第四話
「原因は……不明よ」
言葉を放ったのは、桜島医療所の女医師、タカダであった。
短く切りそろえられた黒髪と理知的な瞳。
巌とは面識のあるタカダが、巌、弥生に対して、カネコの一件を説明しようとしている。
あの後、カネコは所定のマニュアルどおりに、医療所のほうへと運ばれた。
担架に乗せられ、なすがまま、といった様子であったカネコ。
そんな言うなれば、赤ん坊のような状態だったにも関わらず、カネコはあいも変わらず訳のわからない独白を続けていた。

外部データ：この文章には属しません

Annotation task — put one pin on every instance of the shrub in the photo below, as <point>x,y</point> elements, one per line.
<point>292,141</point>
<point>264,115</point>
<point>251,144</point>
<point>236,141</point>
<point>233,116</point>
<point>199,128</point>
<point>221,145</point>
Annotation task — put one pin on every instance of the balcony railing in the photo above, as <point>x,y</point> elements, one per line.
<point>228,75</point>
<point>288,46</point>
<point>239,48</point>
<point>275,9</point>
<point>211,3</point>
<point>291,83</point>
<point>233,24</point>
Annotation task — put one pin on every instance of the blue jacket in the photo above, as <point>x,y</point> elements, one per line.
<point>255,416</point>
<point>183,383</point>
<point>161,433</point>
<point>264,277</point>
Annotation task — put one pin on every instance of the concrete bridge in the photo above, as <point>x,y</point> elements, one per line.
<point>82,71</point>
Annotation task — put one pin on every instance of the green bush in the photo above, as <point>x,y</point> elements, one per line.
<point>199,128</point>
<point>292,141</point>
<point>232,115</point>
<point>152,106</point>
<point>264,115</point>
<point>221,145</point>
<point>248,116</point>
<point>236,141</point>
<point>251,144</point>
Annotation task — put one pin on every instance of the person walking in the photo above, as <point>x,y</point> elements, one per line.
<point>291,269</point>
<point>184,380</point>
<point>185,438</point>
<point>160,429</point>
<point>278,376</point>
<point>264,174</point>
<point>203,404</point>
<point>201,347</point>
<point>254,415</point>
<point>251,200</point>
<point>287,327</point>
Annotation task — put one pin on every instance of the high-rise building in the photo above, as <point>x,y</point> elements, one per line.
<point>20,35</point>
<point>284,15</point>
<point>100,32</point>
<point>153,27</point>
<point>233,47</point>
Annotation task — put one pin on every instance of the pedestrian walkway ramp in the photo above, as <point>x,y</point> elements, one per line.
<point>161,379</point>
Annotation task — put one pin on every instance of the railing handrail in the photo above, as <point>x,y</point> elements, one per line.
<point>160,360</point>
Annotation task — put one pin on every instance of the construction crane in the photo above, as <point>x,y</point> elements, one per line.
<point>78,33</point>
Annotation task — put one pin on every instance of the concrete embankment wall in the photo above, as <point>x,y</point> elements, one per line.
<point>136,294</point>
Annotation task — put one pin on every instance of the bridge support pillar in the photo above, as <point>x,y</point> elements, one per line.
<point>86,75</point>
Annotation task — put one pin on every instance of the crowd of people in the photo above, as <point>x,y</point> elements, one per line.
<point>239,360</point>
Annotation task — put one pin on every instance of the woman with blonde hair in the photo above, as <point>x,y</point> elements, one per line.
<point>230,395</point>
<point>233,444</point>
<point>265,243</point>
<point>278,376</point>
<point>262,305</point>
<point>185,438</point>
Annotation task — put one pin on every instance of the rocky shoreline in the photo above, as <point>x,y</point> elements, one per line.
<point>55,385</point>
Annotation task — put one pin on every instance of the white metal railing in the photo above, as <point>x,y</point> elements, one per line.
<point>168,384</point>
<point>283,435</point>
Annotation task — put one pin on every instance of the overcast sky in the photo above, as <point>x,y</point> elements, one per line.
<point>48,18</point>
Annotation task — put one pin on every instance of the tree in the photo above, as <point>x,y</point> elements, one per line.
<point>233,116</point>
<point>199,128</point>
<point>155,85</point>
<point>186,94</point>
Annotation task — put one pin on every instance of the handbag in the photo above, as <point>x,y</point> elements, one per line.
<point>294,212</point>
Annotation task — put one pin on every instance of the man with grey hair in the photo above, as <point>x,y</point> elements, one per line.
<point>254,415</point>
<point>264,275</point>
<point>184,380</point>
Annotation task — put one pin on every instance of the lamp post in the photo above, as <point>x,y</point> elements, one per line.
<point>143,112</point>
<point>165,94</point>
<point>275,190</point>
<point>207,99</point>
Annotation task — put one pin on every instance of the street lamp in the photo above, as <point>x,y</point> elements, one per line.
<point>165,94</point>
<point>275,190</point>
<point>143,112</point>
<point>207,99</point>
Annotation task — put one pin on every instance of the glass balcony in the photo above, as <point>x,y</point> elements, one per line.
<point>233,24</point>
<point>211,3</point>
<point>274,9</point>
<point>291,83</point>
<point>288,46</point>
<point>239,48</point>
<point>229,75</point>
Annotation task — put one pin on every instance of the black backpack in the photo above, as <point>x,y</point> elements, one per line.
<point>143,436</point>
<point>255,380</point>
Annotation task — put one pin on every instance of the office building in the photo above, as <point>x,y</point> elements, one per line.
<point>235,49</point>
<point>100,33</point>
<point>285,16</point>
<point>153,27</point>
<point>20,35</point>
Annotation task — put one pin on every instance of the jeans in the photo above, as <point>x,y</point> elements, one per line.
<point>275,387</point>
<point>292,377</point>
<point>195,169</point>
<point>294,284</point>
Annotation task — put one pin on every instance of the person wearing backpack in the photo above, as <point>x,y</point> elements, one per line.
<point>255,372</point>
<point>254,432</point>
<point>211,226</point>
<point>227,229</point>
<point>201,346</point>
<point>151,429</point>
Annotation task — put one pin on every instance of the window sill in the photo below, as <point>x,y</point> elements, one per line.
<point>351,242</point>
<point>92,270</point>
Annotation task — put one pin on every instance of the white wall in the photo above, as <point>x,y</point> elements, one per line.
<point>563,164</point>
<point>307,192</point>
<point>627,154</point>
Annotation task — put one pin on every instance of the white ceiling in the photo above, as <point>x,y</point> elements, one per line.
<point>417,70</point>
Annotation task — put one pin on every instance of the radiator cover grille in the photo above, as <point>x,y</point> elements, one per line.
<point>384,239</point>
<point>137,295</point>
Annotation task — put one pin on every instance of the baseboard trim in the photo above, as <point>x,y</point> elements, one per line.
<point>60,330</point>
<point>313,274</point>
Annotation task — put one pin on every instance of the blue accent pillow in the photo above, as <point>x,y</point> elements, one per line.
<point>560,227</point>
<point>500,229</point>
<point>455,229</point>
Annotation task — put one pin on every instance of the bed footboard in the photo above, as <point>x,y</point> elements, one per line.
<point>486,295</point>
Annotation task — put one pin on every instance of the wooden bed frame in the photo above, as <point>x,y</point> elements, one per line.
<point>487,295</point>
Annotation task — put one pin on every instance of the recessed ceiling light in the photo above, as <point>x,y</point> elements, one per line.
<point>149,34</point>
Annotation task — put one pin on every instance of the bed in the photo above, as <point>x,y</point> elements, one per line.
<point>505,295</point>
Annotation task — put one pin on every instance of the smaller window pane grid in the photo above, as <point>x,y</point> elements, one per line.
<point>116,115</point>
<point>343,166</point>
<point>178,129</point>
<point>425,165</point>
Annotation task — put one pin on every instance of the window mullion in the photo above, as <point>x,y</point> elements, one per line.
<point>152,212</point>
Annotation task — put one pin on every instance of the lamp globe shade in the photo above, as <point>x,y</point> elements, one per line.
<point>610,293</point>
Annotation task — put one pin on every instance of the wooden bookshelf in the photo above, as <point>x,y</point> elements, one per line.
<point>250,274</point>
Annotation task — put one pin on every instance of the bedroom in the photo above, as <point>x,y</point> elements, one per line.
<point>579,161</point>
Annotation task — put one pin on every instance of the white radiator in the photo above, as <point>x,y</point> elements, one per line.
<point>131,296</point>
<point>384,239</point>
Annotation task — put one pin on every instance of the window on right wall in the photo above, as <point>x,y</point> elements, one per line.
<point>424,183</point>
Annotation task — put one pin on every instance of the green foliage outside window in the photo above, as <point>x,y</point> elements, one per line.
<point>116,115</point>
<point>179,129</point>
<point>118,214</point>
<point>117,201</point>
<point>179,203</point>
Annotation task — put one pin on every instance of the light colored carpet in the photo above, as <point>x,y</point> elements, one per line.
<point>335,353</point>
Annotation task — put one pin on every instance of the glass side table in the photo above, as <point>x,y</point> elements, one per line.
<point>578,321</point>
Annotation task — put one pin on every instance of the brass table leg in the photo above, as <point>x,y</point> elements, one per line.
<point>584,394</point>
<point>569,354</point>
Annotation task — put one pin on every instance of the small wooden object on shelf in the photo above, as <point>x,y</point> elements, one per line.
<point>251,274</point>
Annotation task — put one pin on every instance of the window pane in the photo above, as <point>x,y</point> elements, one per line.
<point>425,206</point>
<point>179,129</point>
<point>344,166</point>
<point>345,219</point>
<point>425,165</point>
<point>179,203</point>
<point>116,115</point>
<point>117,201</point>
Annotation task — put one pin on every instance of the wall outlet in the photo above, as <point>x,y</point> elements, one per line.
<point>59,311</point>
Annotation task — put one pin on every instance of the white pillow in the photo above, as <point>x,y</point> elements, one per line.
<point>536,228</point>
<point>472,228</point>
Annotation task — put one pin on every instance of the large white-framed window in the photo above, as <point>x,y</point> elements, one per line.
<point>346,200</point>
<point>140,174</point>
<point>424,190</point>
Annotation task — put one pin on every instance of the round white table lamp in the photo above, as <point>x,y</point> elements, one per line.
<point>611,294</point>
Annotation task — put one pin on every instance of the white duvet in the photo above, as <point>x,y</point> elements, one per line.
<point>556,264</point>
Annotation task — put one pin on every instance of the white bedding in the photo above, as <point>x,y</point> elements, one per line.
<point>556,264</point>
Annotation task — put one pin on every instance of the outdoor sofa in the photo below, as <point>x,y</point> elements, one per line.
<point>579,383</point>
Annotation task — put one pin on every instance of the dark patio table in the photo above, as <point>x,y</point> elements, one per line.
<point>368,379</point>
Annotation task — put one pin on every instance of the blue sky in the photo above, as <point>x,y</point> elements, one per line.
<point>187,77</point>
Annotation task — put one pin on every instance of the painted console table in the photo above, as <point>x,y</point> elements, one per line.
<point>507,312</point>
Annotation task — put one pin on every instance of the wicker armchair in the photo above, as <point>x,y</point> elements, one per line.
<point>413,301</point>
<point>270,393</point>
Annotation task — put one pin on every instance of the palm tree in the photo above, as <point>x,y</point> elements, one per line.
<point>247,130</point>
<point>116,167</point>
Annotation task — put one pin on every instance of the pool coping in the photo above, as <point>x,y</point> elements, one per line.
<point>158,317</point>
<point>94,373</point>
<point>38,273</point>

意味の分からないような、文脈の繋がらないような言葉を、カネコは担架に乗せられながらも喋り続け、そしてそのまま病院へ。
その様子は明らかに異常で、常軌を逸しているというのがすぐさま見て取れる有様。
表現に苦しむような……一言で言えば気持ちの悪い表情を浮かべながら、カネコはそのまま医療所へと直行したのである。
その、担架に乗せられ、医療所に運ばれるカネコを、巌と弥生は追った。
自然と、というのが正しいのかもしれない。
カネコの豹変。
それを目の当たりにした巌と弥生が、そのまま何事もなく日々を生きられるはずもなく、このようにカネコの姿を追って医療所までやってきたのは、至極当然な話だといえよう。
カネコはそのまま医療所まで運ばれ、一応、という形で手術室に運ばれた。
勿論、そこまで巌と弥生が入れるわけもなく、2人はその手術中のランプが灯っている手術室の前で、無言のままに待つことになった。
所在なさげに、何が起こったのか分からないといったように、困惑した表情でそこで佇む2人。
そこに、タカダとヒョウドウがともに現れたのである。
事情を説明する、というヒョウドウの言葉と、あ〜あ、もうか、という具合に嘆息するタカダの姿。
突然の出来事にどうしたらいいのか分からなかった巌と弥生は、ヒョウドウの言葉に何も反抗することなく、それに従った。
そして案内された部屋が、今、巌と弥生がいる部屋なのである。
部屋の中。
そこには、巌と弥生、そしてタカダとヒョウドウの4名がいた。
普段は何かの会議などで使う部屋なのであろう。
前方、タカダの立っている場所の頭上には、スクリーンが設置されており、映写機のようなものまで見て取れる。
巌と弥生が座っている椅子も、そこらの安物ではなく、皮製の高価そうなもの。
そんな、来客のためのような対応に、本来ならば違和感を覚えるのが普通なのであろうが、しかし今の巌と弥生にそこまでの余裕はない。
目の前で展開され始めた、タカダの説明を熱心に聴くこと以外には、今の2人の脳裏には何もなかった。
「『箱庭』が創られたのは、今から5年前。アメリカが壊滅し、そこの研究者が日本に移住してきたのが契機だったわ。トマス・マン博士。彼とその助手、そして日本の研究者のもとで、誰でも操縦できて、地球同位生命体にも対抗しうるような兵器の開発が目指された」
タカダの口調は、堅い。
巌と医療所で相対した時とは考えられないような堅さが、声と表情に浮かんでいる。
しかし、それも無理からぬことなのだろう。
彼女がやろうとしていることは、ひとえに巌と弥生の希望を壊すものであるのだから。
精神の死。
いうなればタカダは今、人を殺している最中なのであった。
「それまでも、現代兵器の有効性は認められていたの。地球同位生命体に対して、ミサイルを撃ち込めば殺すことができるし、小型小銃であっても何発か弾を撃ち込めば、殺すことができた。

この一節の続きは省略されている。